R has a fun built-in package, datasets: a whole bunch of easy-to-use, interesting tables of data. I found the famous UC Berkeley admissions data set, from a 1970's study of whether sex discrimination existed in graduate admissions. It's famous for illustrating a particular statistical paradox. Thanks to R's awesome mosaic plots interface, we can see this really easily.
UCBAdmissions is a three-dimensional table (like a matrix): Admit Status x Gender x Dept, with counts for each category as the matrix's values. R's default printing shows the basics just fine.

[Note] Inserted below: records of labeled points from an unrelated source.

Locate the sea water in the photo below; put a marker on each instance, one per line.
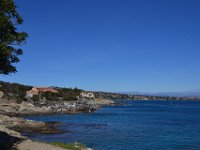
(136, 125)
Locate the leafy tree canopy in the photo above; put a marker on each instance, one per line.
(10, 38)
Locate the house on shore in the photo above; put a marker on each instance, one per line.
(37, 90)
(89, 95)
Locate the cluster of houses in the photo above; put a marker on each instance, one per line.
(37, 90)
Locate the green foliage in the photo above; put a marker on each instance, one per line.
(18, 92)
(10, 38)
(69, 94)
(14, 90)
(69, 146)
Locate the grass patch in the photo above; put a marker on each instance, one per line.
(69, 146)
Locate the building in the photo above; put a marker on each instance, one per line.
(37, 90)
(89, 95)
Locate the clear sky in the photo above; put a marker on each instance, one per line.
(111, 45)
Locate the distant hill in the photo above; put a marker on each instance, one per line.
(175, 94)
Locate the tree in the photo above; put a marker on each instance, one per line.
(10, 38)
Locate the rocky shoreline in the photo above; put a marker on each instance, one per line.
(11, 125)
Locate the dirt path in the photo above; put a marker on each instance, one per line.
(30, 145)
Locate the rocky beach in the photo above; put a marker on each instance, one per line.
(12, 125)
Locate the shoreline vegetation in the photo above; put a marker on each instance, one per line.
(19, 100)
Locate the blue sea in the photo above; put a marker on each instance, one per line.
(136, 125)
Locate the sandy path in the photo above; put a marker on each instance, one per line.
(30, 145)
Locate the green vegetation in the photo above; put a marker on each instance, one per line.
(69, 146)
(69, 93)
(14, 91)
(10, 38)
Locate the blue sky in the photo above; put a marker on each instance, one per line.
(111, 45)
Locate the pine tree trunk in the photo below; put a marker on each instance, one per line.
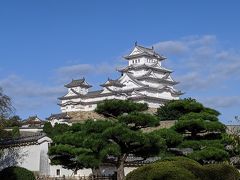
(120, 167)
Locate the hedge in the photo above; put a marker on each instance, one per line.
(180, 168)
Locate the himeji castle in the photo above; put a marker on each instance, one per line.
(144, 80)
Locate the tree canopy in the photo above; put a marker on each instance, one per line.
(174, 109)
(92, 143)
(114, 108)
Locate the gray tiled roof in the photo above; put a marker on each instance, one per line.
(146, 52)
(22, 140)
(112, 82)
(144, 66)
(78, 82)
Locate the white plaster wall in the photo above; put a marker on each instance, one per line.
(128, 170)
(68, 172)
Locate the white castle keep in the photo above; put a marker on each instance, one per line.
(144, 80)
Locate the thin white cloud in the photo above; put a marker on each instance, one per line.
(223, 101)
(201, 61)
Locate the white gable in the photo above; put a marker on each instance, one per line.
(135, 51)
(128, 82)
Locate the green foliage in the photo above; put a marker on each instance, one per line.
(6, 107)
(209, 154)
(201, 115)
(12, 121)
(174, 109)
(15, 132)
(171, 137)
(47, 128)
(221, 172)
(56, 130)
(200, 144)
(196, 123)
(89, 144)
(16, 173)
(194, 126)
(180, 168)
(138, 120)
(114, 108)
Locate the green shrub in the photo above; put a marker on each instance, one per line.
(171, 137)
(161, 171)
(200, 144)
(138, 120)
(209, 154)
(16, 173)
(181, 168)
(221, 172)
(114, 108)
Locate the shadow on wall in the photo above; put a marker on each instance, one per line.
(11, 157)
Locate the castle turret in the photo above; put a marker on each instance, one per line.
(144, 80)
(79, 86)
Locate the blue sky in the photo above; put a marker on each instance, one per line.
(44, 44)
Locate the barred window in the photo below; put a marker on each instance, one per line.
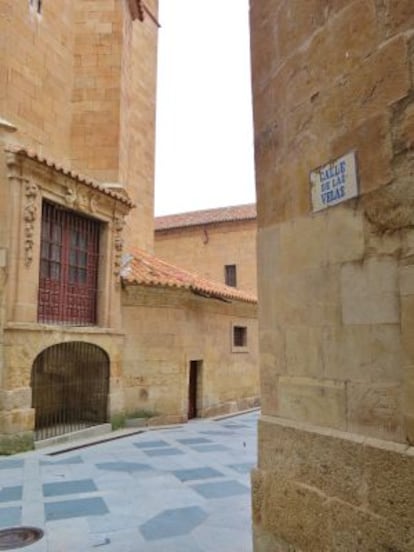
(230, 275)
(69, 255)
(239, 336)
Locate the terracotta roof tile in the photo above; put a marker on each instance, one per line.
(206, 216)
(20, 150)
(141, 268)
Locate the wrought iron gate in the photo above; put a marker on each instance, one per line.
(70, 384)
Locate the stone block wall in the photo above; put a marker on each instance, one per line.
(166, 329)
(137, 124)
(335, 287)
(78, 81)
(36, 62)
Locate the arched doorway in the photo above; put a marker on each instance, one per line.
(70, 384)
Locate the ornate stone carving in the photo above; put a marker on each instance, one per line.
(119, 223)
(31, 193)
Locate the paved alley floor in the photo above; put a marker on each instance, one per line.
(181, 489)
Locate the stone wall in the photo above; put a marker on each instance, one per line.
(207, 249)
(36, 68)
(137, 124)
(78, 81)
(165, 330)
(335, 287)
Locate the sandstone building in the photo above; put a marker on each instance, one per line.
(219, 244)
(91, 324)
(333, 82)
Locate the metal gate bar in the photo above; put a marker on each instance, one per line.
(70, 383)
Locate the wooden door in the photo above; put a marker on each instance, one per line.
(192, 388)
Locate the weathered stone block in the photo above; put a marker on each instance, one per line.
(304, 351)
(374, 163)
(17, 421)
(290, 510)
(375, 409)
(390, 482)
(320, 402)
(15, 399)
(369, 292)
(359, 529)
(407, 280)
(370, 353)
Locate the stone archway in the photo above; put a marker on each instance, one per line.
(70, 384)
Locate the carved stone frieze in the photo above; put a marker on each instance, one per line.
(31, 192)
(76, 198)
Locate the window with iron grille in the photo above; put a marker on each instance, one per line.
(230, 275)
(239, 336)
(68, 277)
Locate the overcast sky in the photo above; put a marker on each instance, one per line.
(204, 153)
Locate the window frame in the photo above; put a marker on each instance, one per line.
(69, 261)
(230, 275)
(239, 330)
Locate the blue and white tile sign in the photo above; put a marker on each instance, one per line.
(334, 183)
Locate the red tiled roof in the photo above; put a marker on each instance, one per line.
(145, 269)
(207, 216)
(20, 150)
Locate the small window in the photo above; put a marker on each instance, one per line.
(239, 336)
(37, 5)
(230, 276)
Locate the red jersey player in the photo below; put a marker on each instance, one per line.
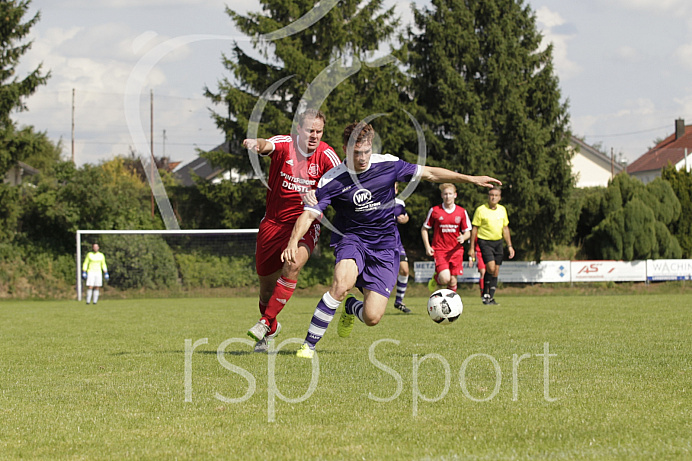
(297, 164)
(451, 228)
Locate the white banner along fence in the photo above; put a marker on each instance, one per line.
(650, 270)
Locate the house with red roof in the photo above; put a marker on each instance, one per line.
(590, 167)
(676, 150)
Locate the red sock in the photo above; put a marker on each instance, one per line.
(282, 293)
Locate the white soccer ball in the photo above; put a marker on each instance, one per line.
(445, 306)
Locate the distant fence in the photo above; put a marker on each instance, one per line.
(650, 270)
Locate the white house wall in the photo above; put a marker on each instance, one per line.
(588, 172)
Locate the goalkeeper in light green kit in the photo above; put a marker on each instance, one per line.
(94, 270)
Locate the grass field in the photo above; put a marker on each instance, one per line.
(122, 380)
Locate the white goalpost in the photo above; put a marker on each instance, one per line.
(171, 260)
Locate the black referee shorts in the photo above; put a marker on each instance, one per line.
(491, 250)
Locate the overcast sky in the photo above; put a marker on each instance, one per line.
(623, 66)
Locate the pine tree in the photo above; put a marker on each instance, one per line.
(330, 65)
(14, 90)
(491, 105)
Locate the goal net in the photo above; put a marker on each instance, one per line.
(163, 263)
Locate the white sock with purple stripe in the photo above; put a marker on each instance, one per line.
(401, 285)
(355, 307)
(324, 313)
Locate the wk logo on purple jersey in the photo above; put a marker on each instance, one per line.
(362, 197)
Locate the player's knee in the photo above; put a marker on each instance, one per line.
(371, 320)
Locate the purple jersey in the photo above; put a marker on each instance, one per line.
(364, 207)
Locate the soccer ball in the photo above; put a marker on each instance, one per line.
(445, 306)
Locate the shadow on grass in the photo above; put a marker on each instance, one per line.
(226, 352)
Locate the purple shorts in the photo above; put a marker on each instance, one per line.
(377, 269)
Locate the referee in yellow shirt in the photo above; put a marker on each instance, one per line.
(94, 271)
(490, 225)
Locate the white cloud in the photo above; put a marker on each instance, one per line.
(629, 54)
(547, 21)
(684, 55)
(653, 6)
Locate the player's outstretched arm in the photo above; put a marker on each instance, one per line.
(258, 146)
(299, 229)
(440, 175)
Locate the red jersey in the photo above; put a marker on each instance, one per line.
(446, 226)
(291, 174)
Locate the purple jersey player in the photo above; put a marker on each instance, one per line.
(401, 217)
(361, 191)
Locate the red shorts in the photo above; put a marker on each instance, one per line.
(272, 239)
(450, 259)
(480, 264)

Here's the data for just the first of six departments:
, , Dept = A
Admit Male Female
Admitted 512 89
Rejected 313 19
Overall, women have a lower admittance rate than men:
Admit M F
Admitted 1198 557
Rejected 1493 1278
This is the phenomenon that prompted a lawsuit against Berkeley which prompted the study that collected this data.
R's plot function is overloaded to do a mosaic plot for this sort of categorical data. Very cool. With just
or, playing around after reading Quick-R's page on this:
> mosaic(UCBAdmissions, condvars=c('Dept'))
We have a plot showing admittance and gender breakdowns per department:
In each department, women have similar admittance rates as men. This seems to be at odds with the fact that women have a lower admittance rate overall. This discrepancy is an example of Simpson's paradox.
This mosaic also shows the explanation: Selective departments have more female applicants. It's easy to see since the departments are ordered by selectiveness. Departments A and B let in many applicants, but they're mostly male. The reverse is true for the rest. This means that the overall female population takes big admittance hits in departments C through F, while lots of males get in via departments A and B.
I think these mosaic plots are impressive for visualizing categorical proportions for high dimensional data sets. Well, by “high” I think I mean, more than 2. I can't think of a better way to see several cross relationships in categorical data at once. And the only tuning I needed to do was play around a bit with the order of those three dimensions.